Description
In scala.util.parsing.combinator.lexical.StdLexical
handling of unclosed / unterminated string literals does not seem to work as expected.
The token parser declared at the top of the code looks like this and is supposed to handle unclosed string literals by returning the value ErrorToken(unclosed string literal)
:
def token: Parser[Token] =
( identChar ~ rep( identChar | digit ) ^^ { case first ~ rest => processIdent(first :: rest mkString "") }
| digit ~ rep( digit ) ^^ { case first ~ rest => NumericLit(first :: rest mkString "") }
| '\'' ~ rep( chrExcept('\'', '\n', EofCh) ) ~ '\'' ^^ { case '\'' ~ chars ~ '\'' => StringLit(chars mkString "") }
| '\"' ~ rep( chrExcept('\"', '\n', EofCh) ) ~ '\"' ^^ { case '\"' ~ chars ~ '\"' => StringLit(chars mkString "") }
| EofCh ^^^ EOF
| '\'' ~> failure("unclosed string literal")
| '\"' ~> failure("unclosed string literal")
| delim
| failure("illegal character")
)
Here is a simple setup trying to use StdLexical
:
object Lexer extends App {
def lex(input: String) = {
val lexer = new StdLexical
var scanner: Reader[lexer.Token] = new lexer.Scanner(input)
while (!scanner.atEnd) {
println(scanner.first)
scanner = scanner.rest
}
}
}
Now, calling that with legal input works, here recognising an identifier and a string literal:
> lex(""" hello "world" """)
identifier hello
"world"
Passing an illegal character also works as expected:
> lex(""" hello € "world" """)
identifier hello
ErrorToken(illegal character)
"world"
However, the rule for an unterminated double (and single) qouted string does not seem to work and the lexer produces an ErrorToken(end of input) instead of the expected ErrorToken(unclosed string literal):
> lex(""" hello € "unterminated """)
identifier hello
ErrorToken(illegal character)
ErrorToken(end of input)
I guessed the problem was that the rules for unterminated strings use the failure
parser that allows backtracking but that should have sent us to the last failure("illegal character")

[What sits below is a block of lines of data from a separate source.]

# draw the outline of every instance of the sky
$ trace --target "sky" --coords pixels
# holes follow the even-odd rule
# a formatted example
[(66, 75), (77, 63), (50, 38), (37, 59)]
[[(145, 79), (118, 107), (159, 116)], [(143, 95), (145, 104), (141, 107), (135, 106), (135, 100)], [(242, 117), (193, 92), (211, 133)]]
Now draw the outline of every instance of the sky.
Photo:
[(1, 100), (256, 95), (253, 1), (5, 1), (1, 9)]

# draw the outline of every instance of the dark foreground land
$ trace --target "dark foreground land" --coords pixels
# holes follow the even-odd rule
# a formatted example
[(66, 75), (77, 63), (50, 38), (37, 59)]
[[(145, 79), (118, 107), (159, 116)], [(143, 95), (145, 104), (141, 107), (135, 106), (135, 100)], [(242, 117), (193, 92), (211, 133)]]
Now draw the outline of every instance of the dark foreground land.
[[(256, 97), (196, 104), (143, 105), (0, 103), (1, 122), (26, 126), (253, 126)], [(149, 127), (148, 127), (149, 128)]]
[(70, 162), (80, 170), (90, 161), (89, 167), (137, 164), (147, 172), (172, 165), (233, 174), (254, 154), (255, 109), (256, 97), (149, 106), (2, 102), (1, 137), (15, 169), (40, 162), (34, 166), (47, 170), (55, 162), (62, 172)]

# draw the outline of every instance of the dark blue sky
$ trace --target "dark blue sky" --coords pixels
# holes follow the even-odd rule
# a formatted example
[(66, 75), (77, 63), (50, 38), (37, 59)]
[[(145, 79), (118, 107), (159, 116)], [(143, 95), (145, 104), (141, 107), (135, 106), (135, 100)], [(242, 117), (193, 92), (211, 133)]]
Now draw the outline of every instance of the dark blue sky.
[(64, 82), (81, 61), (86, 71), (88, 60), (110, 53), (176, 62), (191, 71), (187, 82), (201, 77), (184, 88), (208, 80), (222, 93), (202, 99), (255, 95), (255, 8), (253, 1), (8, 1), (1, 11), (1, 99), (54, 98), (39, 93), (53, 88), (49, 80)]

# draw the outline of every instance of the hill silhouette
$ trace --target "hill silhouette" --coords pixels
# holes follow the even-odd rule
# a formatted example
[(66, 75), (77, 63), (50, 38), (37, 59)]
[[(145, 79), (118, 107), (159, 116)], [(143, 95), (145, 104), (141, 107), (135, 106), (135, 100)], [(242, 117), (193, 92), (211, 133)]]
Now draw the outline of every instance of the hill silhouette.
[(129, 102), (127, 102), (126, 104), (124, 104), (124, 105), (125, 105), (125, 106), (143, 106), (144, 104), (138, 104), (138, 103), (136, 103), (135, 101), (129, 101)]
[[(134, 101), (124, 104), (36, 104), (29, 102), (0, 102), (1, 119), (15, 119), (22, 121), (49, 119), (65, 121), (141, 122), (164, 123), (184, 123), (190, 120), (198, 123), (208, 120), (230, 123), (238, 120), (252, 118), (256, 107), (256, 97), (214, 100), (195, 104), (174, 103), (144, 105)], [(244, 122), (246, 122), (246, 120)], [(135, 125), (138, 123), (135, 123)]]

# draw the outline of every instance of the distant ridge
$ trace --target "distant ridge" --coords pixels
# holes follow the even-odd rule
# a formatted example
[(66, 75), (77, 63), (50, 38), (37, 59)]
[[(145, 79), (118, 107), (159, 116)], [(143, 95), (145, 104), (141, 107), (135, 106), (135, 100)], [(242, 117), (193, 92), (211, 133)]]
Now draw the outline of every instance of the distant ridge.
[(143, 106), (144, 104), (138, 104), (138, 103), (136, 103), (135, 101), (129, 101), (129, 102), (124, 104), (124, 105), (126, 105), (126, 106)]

and btw inserting a cut (~!
) or alternatively using err
instead of failure
doesn't fix the issue.
EDIT
Parsing a string with a single quote character at the very end returns the expected token:
> lex(""" hello € """")
identifier hello
ErrorToken(illegal character)
ErrorToken(unclosed string literal)
But adding any character to the unclosed string literal causes ErrorToken(end of input)
to be emitted.